How would a spouse react to the implication that you were on the same corner where a murder was committed, even if you did nothing? Casting the shadow is often enough to turn our world upside down.

A drunken rant could become grounds for suspicion, even if it were the mere processing of a traumatic experience. Not caring because we “have nothing to hide” neglects the potential for abuses of data once collected.

James Clapper. (Kit Fox/Medill)

Coupled with the, “I have nothing to hide” argument is the, “Those who need privacy are bad guys anyway” narrative. This completely fails to understand who was considered outside of the law in the past: Civil Rights activists, abolitionists and war protesters to name a few. Along the way, there were those who weren’t operating outside of the law, who were still disruptive enough to warrant privacy invasions, like Muhammad Ali, Jane Fonda and Martin Luther King, jr. So simply having a conviction that is outside of the interests of the US government could subject you to scrutiny.

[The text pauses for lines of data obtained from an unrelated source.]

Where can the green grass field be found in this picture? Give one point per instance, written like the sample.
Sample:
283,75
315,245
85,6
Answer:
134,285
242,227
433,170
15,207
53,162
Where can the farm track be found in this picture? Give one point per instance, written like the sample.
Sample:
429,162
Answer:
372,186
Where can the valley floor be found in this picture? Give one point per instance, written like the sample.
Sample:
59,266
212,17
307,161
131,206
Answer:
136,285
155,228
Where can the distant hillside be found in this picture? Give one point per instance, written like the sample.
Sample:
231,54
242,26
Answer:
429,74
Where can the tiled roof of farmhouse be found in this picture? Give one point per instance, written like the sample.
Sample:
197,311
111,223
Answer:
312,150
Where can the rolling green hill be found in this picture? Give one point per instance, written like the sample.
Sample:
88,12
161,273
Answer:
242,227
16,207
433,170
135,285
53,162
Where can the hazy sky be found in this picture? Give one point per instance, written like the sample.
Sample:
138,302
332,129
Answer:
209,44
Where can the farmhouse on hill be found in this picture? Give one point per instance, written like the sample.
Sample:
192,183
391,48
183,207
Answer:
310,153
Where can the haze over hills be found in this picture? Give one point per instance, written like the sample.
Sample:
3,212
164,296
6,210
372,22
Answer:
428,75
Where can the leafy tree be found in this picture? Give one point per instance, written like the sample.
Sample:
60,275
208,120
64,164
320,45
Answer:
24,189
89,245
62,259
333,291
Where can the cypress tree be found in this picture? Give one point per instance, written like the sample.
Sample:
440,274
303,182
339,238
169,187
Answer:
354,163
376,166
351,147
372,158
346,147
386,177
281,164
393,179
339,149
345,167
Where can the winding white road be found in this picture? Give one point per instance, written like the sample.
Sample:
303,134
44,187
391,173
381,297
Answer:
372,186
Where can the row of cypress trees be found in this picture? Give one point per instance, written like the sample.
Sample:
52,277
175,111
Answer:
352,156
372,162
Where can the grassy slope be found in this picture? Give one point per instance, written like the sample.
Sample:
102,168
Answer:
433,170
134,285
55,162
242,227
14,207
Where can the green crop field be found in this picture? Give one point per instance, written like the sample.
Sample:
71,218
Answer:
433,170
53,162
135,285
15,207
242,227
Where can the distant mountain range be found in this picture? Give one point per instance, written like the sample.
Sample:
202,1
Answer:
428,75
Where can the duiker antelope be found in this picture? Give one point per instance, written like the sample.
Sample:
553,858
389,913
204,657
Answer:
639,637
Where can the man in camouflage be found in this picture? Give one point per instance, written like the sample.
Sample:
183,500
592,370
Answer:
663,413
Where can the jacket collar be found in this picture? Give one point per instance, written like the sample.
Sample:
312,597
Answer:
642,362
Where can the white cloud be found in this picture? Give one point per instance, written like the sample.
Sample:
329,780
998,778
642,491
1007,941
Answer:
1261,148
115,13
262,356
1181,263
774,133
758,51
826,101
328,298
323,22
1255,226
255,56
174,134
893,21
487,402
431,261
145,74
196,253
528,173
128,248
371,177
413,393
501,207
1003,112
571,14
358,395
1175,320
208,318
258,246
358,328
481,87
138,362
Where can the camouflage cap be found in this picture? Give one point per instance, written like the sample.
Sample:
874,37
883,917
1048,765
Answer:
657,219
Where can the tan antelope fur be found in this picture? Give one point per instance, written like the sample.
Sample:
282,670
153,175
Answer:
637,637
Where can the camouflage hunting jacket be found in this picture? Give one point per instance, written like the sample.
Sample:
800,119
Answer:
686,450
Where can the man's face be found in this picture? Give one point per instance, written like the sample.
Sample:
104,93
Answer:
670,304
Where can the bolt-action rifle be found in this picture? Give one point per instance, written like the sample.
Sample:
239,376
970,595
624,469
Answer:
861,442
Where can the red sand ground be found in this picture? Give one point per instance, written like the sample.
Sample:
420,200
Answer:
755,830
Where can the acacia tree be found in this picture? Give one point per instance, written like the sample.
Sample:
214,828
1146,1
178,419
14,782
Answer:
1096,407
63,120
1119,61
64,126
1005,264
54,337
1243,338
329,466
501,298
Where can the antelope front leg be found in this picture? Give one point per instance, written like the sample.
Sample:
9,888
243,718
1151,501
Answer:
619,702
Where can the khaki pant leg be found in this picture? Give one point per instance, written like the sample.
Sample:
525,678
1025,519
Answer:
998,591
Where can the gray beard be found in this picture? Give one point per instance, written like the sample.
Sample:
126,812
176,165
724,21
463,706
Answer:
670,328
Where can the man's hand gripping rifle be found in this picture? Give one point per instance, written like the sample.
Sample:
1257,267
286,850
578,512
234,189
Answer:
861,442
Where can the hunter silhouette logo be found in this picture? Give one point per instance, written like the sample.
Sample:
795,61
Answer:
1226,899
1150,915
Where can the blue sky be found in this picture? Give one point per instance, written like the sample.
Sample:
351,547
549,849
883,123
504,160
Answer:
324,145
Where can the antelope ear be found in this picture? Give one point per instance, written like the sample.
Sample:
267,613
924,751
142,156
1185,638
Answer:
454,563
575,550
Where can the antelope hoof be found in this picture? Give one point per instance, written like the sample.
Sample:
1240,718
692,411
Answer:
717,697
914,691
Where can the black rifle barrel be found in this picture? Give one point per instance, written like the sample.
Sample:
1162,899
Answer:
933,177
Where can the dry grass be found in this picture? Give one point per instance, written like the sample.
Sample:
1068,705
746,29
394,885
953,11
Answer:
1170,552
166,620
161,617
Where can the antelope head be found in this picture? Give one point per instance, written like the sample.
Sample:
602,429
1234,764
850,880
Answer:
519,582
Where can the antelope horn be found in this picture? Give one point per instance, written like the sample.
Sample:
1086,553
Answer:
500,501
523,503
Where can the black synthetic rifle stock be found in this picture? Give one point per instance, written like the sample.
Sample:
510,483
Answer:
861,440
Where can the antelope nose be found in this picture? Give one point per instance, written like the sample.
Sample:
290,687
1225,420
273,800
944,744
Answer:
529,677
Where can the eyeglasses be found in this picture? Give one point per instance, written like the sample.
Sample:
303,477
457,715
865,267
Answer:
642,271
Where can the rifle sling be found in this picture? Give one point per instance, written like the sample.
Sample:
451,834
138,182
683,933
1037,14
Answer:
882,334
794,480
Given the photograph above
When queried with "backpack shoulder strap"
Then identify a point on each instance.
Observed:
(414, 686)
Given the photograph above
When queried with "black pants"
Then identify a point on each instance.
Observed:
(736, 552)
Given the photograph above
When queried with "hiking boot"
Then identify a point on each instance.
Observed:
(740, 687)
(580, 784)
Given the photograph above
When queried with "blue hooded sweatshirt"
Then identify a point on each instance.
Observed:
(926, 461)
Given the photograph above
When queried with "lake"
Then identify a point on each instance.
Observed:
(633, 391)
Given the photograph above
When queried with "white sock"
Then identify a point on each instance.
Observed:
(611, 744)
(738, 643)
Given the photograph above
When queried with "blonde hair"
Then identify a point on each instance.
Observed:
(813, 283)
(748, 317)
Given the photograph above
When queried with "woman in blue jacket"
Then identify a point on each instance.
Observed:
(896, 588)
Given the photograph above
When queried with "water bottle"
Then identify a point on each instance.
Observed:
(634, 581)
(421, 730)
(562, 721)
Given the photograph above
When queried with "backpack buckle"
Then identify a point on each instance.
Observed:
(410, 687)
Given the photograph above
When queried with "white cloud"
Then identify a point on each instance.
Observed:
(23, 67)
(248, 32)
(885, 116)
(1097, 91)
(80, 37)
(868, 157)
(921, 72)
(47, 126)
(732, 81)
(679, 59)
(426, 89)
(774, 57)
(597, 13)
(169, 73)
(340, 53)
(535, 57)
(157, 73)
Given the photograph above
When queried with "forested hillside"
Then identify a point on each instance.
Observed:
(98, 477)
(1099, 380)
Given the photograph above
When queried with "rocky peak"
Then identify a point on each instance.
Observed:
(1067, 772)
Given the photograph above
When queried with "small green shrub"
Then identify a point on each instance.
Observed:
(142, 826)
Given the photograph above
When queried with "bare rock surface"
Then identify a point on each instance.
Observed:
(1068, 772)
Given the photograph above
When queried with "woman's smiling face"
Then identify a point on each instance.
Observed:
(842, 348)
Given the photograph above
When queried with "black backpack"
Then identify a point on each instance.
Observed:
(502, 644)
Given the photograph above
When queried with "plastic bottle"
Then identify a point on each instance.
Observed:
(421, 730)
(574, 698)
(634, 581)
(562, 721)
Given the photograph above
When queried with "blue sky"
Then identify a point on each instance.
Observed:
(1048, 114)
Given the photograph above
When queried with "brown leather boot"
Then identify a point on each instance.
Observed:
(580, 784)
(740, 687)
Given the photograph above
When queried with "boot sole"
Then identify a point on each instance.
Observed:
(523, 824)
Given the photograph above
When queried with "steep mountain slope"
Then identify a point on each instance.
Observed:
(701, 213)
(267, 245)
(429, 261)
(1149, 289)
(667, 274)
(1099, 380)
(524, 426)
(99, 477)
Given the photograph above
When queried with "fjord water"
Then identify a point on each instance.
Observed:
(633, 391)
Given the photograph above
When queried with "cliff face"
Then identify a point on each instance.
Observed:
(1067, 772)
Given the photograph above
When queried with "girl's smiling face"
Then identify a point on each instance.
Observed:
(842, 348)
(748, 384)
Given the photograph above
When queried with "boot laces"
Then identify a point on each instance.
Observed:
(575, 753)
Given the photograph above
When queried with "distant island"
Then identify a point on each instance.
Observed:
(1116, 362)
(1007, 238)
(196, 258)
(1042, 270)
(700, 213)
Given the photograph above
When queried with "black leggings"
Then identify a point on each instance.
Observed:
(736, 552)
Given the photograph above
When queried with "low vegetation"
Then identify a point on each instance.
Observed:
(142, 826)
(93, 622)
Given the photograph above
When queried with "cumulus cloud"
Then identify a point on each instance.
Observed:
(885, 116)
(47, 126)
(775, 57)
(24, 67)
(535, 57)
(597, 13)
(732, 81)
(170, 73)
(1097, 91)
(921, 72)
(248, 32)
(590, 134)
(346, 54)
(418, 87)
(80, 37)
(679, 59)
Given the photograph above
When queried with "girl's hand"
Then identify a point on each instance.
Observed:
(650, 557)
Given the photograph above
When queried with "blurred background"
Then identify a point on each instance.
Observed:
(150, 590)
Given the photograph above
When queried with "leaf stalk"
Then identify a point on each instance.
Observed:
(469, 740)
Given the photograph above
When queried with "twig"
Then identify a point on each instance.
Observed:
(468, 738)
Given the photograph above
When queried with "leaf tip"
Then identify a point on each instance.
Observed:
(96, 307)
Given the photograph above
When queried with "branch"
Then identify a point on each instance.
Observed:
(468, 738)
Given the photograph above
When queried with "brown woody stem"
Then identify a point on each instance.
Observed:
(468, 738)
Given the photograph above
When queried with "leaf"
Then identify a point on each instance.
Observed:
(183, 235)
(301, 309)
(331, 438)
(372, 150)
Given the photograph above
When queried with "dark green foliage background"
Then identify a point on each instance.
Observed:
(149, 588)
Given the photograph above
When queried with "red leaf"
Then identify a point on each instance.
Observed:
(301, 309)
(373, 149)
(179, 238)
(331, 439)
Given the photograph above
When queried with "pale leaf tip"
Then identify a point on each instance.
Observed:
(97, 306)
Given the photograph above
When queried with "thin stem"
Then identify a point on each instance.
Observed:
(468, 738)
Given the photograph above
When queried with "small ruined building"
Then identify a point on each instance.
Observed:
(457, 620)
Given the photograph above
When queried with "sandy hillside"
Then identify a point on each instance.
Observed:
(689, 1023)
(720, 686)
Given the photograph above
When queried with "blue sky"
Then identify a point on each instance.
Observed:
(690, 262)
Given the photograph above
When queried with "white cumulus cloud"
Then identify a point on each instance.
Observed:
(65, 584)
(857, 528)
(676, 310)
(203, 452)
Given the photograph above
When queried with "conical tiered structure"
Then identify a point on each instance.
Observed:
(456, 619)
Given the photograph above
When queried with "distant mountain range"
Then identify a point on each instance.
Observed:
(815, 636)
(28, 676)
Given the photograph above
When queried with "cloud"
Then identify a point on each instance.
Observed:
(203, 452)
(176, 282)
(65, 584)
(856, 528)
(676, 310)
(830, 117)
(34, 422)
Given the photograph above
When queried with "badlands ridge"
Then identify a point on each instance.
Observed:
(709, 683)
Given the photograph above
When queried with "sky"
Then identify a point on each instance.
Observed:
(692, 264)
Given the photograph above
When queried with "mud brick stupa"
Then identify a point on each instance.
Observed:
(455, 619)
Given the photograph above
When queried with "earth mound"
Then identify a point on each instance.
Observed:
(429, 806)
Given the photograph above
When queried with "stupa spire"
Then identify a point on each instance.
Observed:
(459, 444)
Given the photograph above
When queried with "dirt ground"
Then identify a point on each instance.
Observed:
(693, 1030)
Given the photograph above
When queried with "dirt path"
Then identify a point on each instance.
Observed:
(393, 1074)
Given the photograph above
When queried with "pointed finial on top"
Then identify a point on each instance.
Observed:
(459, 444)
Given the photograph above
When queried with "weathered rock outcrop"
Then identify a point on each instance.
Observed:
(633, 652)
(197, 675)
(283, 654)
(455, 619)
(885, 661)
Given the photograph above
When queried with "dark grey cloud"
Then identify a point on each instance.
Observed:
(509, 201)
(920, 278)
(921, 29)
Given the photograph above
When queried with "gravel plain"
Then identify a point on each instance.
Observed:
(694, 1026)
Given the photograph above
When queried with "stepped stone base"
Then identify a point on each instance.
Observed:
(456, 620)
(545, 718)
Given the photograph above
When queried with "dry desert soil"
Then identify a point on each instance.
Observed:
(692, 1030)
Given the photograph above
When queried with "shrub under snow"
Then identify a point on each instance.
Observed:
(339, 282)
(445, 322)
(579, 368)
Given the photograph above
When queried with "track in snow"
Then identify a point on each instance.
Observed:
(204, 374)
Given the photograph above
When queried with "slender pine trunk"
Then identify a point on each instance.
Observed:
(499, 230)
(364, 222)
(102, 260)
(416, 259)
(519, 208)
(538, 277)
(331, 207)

Furthermore, once rights are encroached upon, they are sticky backwards. This means it often takes the energy of those who got the rights in the first place to return them once they are gone. Are we willing to permanently forfeit our privacy for a temporary, evolving and perhaps even hypothetical threat? When we do this, we invite the threat to become by us instead at us.

The least important element in this discussion is whether or not these surveillance tactics even work. Whatever their efficacy, the sacrificing of our freedom is too high of a cost. This cost is compounded, however, when it was revealed that mining our personal lives in order to catch terrorists was completely ineffective. The FBI admitted that these tactics solved no cases.

Ultimately, it is not the role of the government to check itself against itself. That responsibility falls in our hands, even the ordinary among us who have nothing to hide.